National Review Editor Slams GOP for Making ‘One Phony Argument After Another’ About the Deficit

 

(AP Photo/Mark Schiefelbein)

Ramesh Ponnuru, the editor of National Review, slammed congressional Republicans for making “one phony argument after another” about the deficit while making the case for President Donald Trump’s “Big, Beautiful Bill” in a new column for The Washington Post.

“Republicans continue to profess deep concern about the federal debt even as their top priority is to pass a bill that will increase it by trillions of dollars. They have multiple rationalizations for this behavior, which might work psychologically but do not mathematically,” began Ponnuru before rejecting the idea that the GOP is addressing the United States’ spending problem, even as it creates a “revenue problem.”

“They’re not cutting projected spending by nearly enough to bring it in line with revenue — and they’re cutting that revenue further. The main driver of increased federal spending is not benefits for illegal immigration or ‘woke’ programs, as Republicans sometimes suggest. It’s Medicare and Social Security,” observed the conservative commentator. “They get costlier every year without any active decision by Congress and the president. Existing law puts their growth on autopilot. Republicans have ruled out most ways of changing it.”
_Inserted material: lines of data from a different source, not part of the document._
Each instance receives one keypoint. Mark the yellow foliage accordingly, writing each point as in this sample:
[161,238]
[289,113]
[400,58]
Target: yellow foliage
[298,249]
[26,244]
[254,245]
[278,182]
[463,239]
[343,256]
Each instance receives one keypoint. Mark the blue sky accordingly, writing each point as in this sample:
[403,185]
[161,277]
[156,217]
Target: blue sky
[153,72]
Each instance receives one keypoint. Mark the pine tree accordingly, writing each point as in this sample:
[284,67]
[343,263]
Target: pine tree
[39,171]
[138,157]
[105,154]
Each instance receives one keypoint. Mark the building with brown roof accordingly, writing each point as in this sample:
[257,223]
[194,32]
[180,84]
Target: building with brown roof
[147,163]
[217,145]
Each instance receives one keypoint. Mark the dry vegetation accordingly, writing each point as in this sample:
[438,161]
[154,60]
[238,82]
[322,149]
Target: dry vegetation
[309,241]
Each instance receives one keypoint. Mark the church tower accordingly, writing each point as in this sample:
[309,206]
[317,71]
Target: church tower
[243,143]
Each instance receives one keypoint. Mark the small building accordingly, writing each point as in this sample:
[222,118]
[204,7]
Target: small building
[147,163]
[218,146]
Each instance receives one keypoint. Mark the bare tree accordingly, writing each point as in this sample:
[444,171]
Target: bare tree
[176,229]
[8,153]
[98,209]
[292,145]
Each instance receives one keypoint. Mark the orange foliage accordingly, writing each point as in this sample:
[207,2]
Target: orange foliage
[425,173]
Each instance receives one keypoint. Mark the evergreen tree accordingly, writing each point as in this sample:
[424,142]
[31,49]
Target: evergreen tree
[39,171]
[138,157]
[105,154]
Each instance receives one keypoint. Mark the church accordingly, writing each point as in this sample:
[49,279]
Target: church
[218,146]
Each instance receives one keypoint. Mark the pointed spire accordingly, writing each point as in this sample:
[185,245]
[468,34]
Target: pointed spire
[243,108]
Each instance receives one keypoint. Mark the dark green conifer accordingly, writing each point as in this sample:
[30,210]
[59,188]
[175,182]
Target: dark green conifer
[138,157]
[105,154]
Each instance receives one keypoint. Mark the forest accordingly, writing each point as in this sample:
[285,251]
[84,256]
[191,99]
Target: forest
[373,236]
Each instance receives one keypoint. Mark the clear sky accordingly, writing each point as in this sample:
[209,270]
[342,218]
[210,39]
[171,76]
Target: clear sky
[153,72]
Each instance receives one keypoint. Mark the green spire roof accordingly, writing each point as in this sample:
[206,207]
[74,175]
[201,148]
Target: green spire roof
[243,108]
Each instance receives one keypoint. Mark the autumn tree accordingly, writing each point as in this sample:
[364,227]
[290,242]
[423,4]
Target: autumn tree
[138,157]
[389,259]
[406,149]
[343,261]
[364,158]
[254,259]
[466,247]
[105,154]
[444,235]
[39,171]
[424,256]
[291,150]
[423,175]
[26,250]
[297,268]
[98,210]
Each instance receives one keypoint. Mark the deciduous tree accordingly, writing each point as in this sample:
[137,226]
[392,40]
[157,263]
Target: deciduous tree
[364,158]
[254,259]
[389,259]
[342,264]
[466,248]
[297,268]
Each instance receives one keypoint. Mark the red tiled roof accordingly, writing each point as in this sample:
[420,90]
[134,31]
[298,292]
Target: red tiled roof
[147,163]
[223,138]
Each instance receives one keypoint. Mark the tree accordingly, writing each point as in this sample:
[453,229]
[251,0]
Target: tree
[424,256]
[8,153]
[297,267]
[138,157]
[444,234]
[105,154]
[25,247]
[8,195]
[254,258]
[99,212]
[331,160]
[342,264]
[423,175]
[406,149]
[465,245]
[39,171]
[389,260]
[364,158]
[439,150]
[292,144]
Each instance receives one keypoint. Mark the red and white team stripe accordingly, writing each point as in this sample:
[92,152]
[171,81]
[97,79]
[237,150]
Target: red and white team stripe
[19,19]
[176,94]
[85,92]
He went on to nail Republicans for trying to have their cake and eat it too by portraying the benefits of an extension of Trump’s 2017 tax cuts as new and exciting while also arguing that the hit to revenue has already baked in; as well as to dismiss “their long-standing claim that tax cuts often pay for themselves by boosting economic growth.”

“It would have been better if the tax cuts of the last several decades had accompanied spending restraint that kept the debt in check. But deficits were tolerable a generation ago. As the debt and the population of retirees rises, cutting taxes while increasing spending has become more and more reckless,” concluded Ponnuru. “The cynical take is that Republicans keep coming up with one phony argument after another to evade the fiscal truth. The more alarming truth is that they have done a good job of fooling themselves.”